S’il met donc en avant un art tout japonais, Le Maître du kabuki fait de même sur beaucoup des thèmes qu’il aborde. Celui de la succession d’abord. Autant honneur que fardeau, le prestige du nom est un poids facteur de motivation et de stress à se montrer digne de ses ainés. C’est le destin de Shunsuke (Ryûsei Yokohama) qui devra se montrer au niveau du grand maître qu’est son père. Ce dernier lui confie d’ailleurs « Le sang qui coule dans tes veines te protégera toujours. », une phrase encore plus vraie au Japon que partout ailleurs dans le monde.

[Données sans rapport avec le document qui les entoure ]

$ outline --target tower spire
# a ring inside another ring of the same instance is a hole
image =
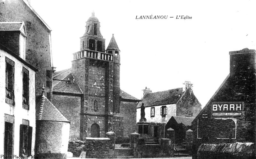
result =
[[[117,46],[117,44],[116,43],[116,39],[115,39],[115,37],[114,37],[114,34],[112,34],[112,37],[111,38],[111,40],[110,40],[109,44],[108,46],[108,47],[107,48],[107,49],[106,50],[107,51],[109,50],[114,50],[119,51],[120,51],[120,50],[119,49],[119,48]]]

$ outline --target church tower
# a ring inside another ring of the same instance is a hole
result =
[[[118,114],[120,113],[120,50],[116,42],[114,34],[112,35],[112,37],[106,51],[114,55],[113,111],[114,113]]]
[[[123,117],[119,114],[120,50],[113,35],[105,52],[100,24],[93,12],[80,38],[80,51],[73,54],[72,62],[72,73],[84,94],[82,139],[104,137],[110,131],[117,137],[123,133]]]

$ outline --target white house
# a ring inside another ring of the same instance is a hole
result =
[[[0,22],[1,38],[3,34],[10,38],[5,44],[20,51],[14,53],[0,43],[0,155],[29,158],[34,155],[37,70],[25,61],[24,23]]]

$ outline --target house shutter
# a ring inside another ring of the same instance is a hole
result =
[[[23,156],[23,125],[20,126],[20,156]]]
[[[32,132],[33,127],[28,127],[28,156],[31,155],[31,148],[32,147]]]

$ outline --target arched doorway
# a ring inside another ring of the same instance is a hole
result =
[[[100,126],[96,123],[94,123],[91,126],[91,136],[92,138],[100,137]]]

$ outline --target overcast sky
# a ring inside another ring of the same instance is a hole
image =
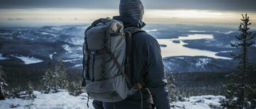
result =
[[[255,0],[143,0],[147,9],[256,11]],[[0,0],[0,8],[118,8],[119,0]]]
[[[256,23],[256,0],[142,0],[146,22],[236,27],[241,14]],[[0,0],[0,26],[90,23],[118,15],[120,0]],[[253,26],[256,28],[254,25]]]

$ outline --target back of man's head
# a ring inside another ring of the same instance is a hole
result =
[[[140,0],[121,0],[119,5],[120,16],[133,17],[142,21],[144,8]]]

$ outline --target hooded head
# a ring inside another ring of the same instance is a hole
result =
[[[121,0],[119,5],[120,16],[133,17],[142,21],[144,8],[140,0]]]

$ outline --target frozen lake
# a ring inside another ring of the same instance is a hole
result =
[[[213,39],[213,35],[212,34],[192,34],[188,37],[179,37],[174,39],[157,39],[158,43],[161,45],[166,45],[166,47],[161,47],[162,56],[163,58],[170,56],[203,56],[214,58],[230,59],[230,58],[216,56],[218,52],[206,50],[201,50],[195,49],[190,49],[183,46],[186,44],[183,40],[195,40],[201,39]],[[175,41],[173,43],[173,41]]]

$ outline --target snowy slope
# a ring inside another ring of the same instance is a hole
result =
[[[202,95],[186,98],[186,101],[178,101],[170,104],[173,109],[211,109],[220,108],[220,99],[225,99],[223,96]]]
[[[87,94],[82,93],[79,96],[74,96],[69,94],[67,92],[60,92],[56,93],[42,94],[39,92],[34,91],[37,98],[31,100],[22,99],[7,99],[0,100],[0,108],[12,108],[12,106],[17,106],[16,109],[29,108],[27,105],[30,104],[30,108],[73,108],[86,109],[87,108]],[[92,100],[89,101],[89,109],[93,109]]]
[[[79,96],[74,96],[69,93],[60,92],[56,93],[43,94],[38,91],[34,91],[37,98],[33,101],[22,99],[7,99],[0,100],[0,108],[12,108],[12,106],[16,106],[15,108],[67,108],[83,109],[88,108],[86,105],[87,94],[82,93]],[[172,109],[210,109],[219,107],[218,102],[220,99],[225,99],[222,96],[204,95],[191,96],[185,98],[185,101],[172,102],[170,106]],[[93,109],[92,99],[89,101],[89,109]]]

À l’opposé, tout aussi talentueux que soit Kokuo (Ryô Yoshizawa), il ne pourra jamais changer ses origines. Oui, c’est un fils de yakuza. Il marchera d’ailleurs dans les pas de son paternel pendant quelques années. Symbole de sa résurrection et de ce passé qu’il souhaite cacher, cette peinture blanche qui recouvre son tatouage avant ses représentations. Il oublie alors son passé même si on lui rappelle à longueur de journée d’où il vient comme si c’était un obstacle infranchissable à sa réussite. Aucun passe-droit ne lui sera accordé et le film nous montre cet état de fait avec une désolation désarmante.

Le kabuki, il l’a pourtant dans le sang, mais au sens de la passion. Peut-être même un peu trop.

Tout donner au risque de tout perdre

Le Maître du kabuki nous montre, sur une période de 50 ans, deux hommes aux destins liés et prêts à tout pour faire honneur à un art qui transpire par tous les pores de leur peau.

De par leurs origines, leurs quotidiens sont pourtant bien différents. Nous suivons ainsi l’acteur des villes et l’acteur des champs. L’un travaille quand l’autre s’amuse. Pour Shunsuke, tout est compétition alors que Kokuo ne se bat que contre lui-même.

Le maître (Ken Watanabe), lui, fait passer son art avant sa famille. Son disciple suit la même voie, mettant sa femme et sa fille de côté pour devenir meilleur. Encore et toujours meilleur.

Le film nous montre ainsi avec brio cette quête sans fin de l’excellence que l’on retrouve souvent chez les artisans et artistes de l’archipel. Et il le fait en plus avec une grand intelligence.

Le Maître du kabuki : en classe écho

Le maître de kabuki

Dans le long-métrage de Lee Sang-il, le drame est en effet autant sur scène qu’en coulisses. Dans un choix narratif des plus brillants, les thèmes des pièces jouées font très souvent écho à la réalité des acteurs. La pièce intitulée Double suicide à Sonezaki revient ainsi plusieurs fois et ses dialogues portent à chaque fois en eux un nouveau miroir à la situation personnelle de Kokuo et Shunsuke.

Le réalisateur sait capturer et magnifier les émotions sur scène, que ce soit dans le succès ou la déchéance. Il y a ainsi autant de poésie à danser ivre sous les étoiles qu’à pleurer sous les applaudissements.

Le Maître du kabuki est un film d’une grande finesse narrative à la mise en scène raffinée. La production des scènes de théâtre est d’une immense beauté et le jeu des acteurs à la hauteur des attentes. Malgré ses presque 3h, le temps file et pas une seconde nous ne nous sommes ennuyés. Bien au contraire, le récit est passionnant et nous ouvre les coulisses d’un art japonais qui trouve rarement le chemin jusqu’aux toiles de nos cinémas occidentaux. C’est donc une occasion en or de le découvrir à ne surtout pas rater pour tous les amoureux de la culture de l’archipel.

Au Japon, le film a réuni plus de 12 millions de spectateurs, se glissant à la huitième du classement des plus grands succès de l’histoire du pays. Nous vous confirmons que ce n’est pas un hasard mais simplement un juste retour des choses largement mérité.

Distribué par Pyramide Films, Le Maître du kabuki est à retrouver au cinéma en France à partir du 24 décembre. Un cadeau de Noël avant l’heure.